The court first handed the defendant a 15-year prison term after convicting him of murdering his 19-year-old niece at her home on November 29, but immediately decided to reduce the sentence to 10 years because the victim’s father dropped charges.

Court papers said the victim went missing from her family home almost one week prior to the incident, adding that a man spotted the victim at a zoo on the day of the murder and informed her family.

The victim’s father, brother and uncle picked her up from the zoo and took her home… two minutes after they arrived, the defendant drew a gun and shot her 18 times in the head and legs.

Police arrested the uncle shortly after the shooting.

The victim’s father and other relatives testified in court that the teenager “was a troublemaker, would often leave the house without their permission and was once seen in a nightclub”.

“She brought us disgrace with her repeated disappearances from our home and people urged us to preserve our honour,” the victim’s father said in court.

Some witnesses who were present when the shooting incident occurred testified that the victim challenged her uncle by telling him: “I am free to come and go as I wish and you can shoot me if you want.”
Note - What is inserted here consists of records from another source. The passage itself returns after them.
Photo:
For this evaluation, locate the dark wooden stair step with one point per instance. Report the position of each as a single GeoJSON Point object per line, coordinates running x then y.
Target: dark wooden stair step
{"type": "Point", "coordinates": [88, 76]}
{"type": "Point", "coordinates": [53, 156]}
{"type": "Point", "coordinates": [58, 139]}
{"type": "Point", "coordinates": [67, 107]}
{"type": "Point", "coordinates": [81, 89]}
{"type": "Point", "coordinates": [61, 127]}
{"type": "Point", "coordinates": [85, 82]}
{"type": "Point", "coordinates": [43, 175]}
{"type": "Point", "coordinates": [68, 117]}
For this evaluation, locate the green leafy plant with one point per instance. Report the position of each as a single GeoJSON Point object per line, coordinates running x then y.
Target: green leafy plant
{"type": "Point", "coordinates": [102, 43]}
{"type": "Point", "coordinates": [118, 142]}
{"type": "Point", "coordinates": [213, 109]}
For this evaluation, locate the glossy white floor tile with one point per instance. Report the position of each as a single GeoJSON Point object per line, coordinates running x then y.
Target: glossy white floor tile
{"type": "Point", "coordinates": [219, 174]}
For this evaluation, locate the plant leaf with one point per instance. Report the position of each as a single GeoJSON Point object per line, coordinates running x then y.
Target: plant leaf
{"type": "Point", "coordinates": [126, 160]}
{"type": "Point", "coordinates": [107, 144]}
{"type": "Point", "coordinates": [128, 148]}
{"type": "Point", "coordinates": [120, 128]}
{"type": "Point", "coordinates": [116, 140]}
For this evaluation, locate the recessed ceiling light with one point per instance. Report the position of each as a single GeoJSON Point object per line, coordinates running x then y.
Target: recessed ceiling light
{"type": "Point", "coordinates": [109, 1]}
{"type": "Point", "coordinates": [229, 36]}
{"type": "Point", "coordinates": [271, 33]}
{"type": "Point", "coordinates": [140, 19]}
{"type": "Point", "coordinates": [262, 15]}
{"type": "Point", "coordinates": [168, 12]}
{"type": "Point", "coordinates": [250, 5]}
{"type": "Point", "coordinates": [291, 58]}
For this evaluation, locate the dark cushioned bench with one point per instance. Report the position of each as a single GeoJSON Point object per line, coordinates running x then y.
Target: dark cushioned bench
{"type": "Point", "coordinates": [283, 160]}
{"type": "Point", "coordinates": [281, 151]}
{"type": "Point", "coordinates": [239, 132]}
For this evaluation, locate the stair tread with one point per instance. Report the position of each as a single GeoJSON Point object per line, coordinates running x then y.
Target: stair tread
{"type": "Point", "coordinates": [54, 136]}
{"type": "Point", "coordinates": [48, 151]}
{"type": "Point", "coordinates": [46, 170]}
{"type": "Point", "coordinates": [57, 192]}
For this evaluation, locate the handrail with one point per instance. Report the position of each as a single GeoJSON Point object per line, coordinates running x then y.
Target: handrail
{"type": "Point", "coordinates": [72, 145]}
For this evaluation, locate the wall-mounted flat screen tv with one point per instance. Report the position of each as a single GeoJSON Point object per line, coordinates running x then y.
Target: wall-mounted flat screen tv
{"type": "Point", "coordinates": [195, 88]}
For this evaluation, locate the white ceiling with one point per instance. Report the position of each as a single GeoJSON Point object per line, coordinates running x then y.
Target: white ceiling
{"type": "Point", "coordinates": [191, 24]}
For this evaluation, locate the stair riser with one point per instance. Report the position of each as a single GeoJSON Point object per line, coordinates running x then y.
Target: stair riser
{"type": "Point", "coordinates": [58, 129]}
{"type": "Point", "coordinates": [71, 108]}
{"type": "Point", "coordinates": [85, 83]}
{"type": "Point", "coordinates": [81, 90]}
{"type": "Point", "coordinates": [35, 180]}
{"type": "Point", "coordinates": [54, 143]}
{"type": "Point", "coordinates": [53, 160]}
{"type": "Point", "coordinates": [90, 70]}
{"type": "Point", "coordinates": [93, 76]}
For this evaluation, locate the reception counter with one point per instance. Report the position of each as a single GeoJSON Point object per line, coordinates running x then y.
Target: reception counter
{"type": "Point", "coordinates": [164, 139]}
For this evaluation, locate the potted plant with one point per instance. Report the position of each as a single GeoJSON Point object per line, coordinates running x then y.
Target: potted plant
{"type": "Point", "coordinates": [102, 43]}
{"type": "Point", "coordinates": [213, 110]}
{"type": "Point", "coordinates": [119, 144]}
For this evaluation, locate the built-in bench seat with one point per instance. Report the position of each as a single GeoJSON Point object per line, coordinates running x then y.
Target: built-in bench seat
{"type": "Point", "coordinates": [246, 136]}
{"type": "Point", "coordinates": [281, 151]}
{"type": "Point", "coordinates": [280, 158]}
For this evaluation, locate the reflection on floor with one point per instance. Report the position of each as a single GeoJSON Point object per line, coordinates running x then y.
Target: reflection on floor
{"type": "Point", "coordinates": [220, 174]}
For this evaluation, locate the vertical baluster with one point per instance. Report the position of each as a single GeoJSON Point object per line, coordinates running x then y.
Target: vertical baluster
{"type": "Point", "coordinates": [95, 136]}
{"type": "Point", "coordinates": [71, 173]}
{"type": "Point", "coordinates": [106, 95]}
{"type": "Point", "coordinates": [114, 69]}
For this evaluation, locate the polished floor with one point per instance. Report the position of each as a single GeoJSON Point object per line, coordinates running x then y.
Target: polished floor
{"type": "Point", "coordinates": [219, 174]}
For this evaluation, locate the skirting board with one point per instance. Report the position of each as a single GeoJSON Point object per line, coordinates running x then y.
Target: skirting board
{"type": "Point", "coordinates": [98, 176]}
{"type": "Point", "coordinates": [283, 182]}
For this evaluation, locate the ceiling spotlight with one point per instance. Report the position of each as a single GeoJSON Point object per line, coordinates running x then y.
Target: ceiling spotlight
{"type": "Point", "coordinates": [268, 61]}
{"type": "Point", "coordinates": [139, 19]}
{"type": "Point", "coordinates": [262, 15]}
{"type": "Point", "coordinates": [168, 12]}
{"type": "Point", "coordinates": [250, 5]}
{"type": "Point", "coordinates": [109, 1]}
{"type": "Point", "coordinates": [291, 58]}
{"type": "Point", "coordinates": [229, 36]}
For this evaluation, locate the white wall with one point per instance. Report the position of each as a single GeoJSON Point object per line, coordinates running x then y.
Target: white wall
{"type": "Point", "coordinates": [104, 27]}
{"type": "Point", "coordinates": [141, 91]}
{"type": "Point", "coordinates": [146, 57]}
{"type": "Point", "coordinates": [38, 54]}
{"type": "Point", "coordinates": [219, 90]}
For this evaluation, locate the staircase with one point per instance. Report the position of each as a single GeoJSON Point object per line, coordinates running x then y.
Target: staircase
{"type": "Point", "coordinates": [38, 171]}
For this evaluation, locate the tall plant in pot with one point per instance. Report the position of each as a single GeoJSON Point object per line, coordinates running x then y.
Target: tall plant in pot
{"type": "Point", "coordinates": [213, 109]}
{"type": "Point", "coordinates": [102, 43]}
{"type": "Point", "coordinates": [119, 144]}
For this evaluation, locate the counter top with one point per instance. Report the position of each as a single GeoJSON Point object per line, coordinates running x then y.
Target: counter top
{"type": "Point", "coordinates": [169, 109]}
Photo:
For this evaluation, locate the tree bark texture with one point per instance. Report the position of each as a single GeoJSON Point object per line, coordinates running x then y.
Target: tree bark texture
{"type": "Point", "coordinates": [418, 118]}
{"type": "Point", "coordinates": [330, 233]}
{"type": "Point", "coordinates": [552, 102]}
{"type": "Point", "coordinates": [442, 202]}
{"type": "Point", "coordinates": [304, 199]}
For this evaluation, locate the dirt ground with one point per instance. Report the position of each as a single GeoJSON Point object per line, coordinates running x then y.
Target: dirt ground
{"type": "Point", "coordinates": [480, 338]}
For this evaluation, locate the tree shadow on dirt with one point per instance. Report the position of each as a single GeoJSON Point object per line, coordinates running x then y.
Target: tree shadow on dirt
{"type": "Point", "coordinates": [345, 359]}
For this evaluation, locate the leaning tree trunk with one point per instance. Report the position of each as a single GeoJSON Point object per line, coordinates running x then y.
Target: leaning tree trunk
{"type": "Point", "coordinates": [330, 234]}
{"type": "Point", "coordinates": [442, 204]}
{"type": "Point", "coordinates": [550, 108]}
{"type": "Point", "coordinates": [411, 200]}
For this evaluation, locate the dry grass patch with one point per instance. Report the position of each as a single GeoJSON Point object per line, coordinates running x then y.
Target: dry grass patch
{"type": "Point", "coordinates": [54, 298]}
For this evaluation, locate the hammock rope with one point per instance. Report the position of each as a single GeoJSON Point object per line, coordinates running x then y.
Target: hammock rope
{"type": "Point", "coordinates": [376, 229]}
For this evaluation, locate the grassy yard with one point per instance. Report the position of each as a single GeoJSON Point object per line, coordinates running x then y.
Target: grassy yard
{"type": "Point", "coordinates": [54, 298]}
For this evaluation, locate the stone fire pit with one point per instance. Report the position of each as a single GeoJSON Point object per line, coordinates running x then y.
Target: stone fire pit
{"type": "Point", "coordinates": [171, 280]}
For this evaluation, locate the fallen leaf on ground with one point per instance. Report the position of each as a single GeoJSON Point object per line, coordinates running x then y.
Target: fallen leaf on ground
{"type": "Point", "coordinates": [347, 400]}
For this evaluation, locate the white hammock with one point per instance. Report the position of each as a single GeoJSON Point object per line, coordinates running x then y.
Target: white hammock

Government pathologists testified in court that the victim was neither pregnant nor had she engaged in any sexual activity.

The court rejected the uncle’s claims that he shot his niece in a moment of rage to “cleanse his family’s honour”, adding that the defendant would have benefited from a reduction in penalty if the victim was caught committing adultery, but “clearly, this condition does not apply in this case”.
Too bad for the uncle that his victim was a virgin, because otherwise the court would have agreed that she deserved it (at least in part.)

In Jordan, claiming that a murder was done for "honor" is a valid defense and it is effective for reducing the sentence of the murderer. As a result, during the trials there will inevitably be testimony about how slutty the victim was, because that would have a bearing on the case.

Notice also that the sentence was reduced because her father dropped the charges against his brother or brother-in-law - even though it looks like he was complicit in the murder!